We started to head home, when the sound continued to follow us down the beach. As a hopeful and patient fisherman, I’m always up for staying a while longer to increase my chances. This night I ran down the beach following the cracking sound of bass, and the occasional burst of bioluminescence led me right to where the biomass was. I hooked up in seconds, satisfying my hunger for the catch, and leaving my friend further impressed by our special Island. All in all, it was a perfect night, and any other way we would have chosen to spend it could not have rivaled what we experienced together on the water.
The evening was just another reminder of the magic you can witness when you venture out with a fishing pole and some positive vibes on Martha’s Vineyard.
What’s biting where
Stephen at Dick’s Bait & Tackle said the bluefish have been all over East Chop, West Chop, and State Beach. Striped bass are still around, with tons of bait fish like peanut bunker showing up all over the Island. Scup are also all over the Island, and though they have a lot of bones, they are an excellent eating fish, and an abundant resource. Stephen also confirmed the rumors I had heard about bonito being caught from shore as well as from boats. On Friday I had some time in the morning, and decided to head for bonito country and see if I couldn’t find one of my own. Only on Martha’s Vineyard do the kindness and generosity of friends of friends translate into a day out on the water in a beautiful boat. I called my good friend Oraibi Voumard, who had access to his neighbor’s boat. Though I only caught a small black bass, Oraibi hooked up with his fishing rod on a 23-inch bonito that nearly got away. After months of shore fishing for striper and bluefish, this fast and beautiful fish was a welcome reminder of the bonito and albies that are sure to arrive any day.
I had also heard rumors of some squid lurking in the vicinity of Edgartown, but with all the fish about, they are not hanging around. “It’s a good problem to have,” said Doug at Dick’s Bait & Tackle.
With all these fish around, it is important to know what you are catching and to understand the regulations for harvesting any fish.
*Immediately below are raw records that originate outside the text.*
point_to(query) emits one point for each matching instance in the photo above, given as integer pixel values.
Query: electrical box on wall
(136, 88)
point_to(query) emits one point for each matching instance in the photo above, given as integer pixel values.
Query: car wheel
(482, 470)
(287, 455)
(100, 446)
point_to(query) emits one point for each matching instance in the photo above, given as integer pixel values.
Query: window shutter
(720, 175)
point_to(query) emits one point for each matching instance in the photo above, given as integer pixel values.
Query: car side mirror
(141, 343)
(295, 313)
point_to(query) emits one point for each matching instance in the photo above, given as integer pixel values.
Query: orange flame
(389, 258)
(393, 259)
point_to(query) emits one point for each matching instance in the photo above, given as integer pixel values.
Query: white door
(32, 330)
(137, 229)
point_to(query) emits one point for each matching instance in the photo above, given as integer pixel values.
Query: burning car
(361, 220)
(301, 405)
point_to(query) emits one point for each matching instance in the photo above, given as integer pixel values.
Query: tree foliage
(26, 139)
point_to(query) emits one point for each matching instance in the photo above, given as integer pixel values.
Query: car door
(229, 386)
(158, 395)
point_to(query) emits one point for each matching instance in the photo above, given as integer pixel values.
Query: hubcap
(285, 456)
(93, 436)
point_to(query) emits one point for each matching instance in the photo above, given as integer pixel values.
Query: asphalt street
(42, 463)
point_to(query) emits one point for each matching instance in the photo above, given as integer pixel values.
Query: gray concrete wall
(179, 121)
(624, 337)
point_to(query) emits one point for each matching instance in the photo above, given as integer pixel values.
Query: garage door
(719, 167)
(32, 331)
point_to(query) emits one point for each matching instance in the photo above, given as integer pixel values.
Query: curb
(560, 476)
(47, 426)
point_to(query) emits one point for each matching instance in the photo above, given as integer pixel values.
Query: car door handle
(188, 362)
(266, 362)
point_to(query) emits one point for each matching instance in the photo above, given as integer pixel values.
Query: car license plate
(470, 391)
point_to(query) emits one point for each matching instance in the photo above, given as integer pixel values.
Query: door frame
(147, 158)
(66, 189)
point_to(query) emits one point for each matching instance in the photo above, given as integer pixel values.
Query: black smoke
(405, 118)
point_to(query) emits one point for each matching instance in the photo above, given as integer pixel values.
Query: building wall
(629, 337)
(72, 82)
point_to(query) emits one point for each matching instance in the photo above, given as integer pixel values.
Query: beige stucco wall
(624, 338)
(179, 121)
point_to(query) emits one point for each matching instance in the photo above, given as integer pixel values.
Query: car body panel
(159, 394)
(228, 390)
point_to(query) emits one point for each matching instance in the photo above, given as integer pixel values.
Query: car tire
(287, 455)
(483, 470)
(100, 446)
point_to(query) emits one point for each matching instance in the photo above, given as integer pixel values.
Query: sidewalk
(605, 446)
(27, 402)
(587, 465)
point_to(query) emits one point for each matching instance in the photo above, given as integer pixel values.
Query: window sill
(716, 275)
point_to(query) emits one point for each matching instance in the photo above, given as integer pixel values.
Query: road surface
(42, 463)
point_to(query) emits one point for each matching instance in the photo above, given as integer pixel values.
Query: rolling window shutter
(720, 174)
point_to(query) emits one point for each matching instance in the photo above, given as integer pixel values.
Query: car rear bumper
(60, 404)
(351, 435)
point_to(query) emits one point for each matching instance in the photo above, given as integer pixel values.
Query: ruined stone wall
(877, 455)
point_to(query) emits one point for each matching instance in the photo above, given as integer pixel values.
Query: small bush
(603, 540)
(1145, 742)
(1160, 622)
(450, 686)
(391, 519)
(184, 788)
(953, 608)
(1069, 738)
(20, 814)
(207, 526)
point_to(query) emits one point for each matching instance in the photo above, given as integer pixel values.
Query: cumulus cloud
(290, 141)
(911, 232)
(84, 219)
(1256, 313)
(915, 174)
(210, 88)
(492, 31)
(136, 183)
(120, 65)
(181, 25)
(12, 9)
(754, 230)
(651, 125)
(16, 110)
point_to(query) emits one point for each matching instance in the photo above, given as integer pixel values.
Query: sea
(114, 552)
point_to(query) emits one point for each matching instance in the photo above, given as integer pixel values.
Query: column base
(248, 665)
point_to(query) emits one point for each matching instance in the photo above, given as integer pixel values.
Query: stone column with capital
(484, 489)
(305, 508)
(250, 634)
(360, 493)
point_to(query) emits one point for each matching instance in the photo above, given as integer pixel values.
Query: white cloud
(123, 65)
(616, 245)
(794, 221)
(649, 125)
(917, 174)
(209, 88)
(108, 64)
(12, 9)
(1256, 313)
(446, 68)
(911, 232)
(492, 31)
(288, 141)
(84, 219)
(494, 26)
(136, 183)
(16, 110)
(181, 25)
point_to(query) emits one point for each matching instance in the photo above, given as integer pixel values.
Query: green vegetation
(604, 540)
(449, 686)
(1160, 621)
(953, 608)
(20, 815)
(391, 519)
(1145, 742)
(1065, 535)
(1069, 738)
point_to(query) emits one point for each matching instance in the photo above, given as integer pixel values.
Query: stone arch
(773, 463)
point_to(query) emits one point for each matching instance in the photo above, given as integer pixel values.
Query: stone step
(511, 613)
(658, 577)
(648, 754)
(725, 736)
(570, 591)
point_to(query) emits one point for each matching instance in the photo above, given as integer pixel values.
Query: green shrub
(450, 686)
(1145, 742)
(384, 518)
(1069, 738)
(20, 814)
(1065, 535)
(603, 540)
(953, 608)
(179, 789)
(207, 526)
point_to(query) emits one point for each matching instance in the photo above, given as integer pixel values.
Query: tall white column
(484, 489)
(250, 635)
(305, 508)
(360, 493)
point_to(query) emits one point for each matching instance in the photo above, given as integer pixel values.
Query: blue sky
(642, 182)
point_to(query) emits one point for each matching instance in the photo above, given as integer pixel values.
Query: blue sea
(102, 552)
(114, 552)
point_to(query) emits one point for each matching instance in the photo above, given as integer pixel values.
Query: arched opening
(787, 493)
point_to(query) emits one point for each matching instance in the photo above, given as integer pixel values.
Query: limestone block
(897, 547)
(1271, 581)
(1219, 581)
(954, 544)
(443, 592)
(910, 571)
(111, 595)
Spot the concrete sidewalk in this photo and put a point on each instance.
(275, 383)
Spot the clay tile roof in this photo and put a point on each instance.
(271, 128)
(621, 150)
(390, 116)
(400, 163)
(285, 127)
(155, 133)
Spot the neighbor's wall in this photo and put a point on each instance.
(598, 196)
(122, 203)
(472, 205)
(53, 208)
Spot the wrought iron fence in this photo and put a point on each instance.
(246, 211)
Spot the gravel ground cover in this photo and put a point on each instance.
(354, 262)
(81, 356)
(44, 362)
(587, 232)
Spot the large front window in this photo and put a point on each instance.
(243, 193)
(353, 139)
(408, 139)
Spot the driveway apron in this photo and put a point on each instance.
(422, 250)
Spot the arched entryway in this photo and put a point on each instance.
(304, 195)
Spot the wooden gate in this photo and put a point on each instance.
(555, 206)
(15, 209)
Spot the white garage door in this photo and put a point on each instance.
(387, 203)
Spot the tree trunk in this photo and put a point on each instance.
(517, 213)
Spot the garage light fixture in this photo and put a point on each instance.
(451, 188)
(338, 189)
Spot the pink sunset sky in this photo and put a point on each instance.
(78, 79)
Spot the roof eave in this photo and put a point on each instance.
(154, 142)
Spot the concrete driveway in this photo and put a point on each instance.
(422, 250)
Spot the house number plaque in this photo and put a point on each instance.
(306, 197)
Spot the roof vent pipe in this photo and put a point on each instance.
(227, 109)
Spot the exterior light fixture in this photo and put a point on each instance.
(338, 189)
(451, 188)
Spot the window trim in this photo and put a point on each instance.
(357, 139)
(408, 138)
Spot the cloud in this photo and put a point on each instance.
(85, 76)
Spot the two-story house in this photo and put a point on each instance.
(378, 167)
In an ideal world we would all commit this information to memory, but in the 21st century, there is of course an app for that. One useful app is Fish Rules. This app uses your location to display all of the fish that you might catch, including descriptions, bag limit, size, and season. It will work even if you are offline, as we often find ourselves in places with poor cell reception.
Gavin Smith began fishing when he moved to Martha’s Vineyard in 2014. He is a self-admitted novice, but a truly avid one, eager to learn and share as much as he can. Gavin is a private chef and passionate foodie who appreciates the bounty that Vineyard waters provide, and likes nothing more than sharing his passion with his clients. He is a regular contributor to the Fishing Report.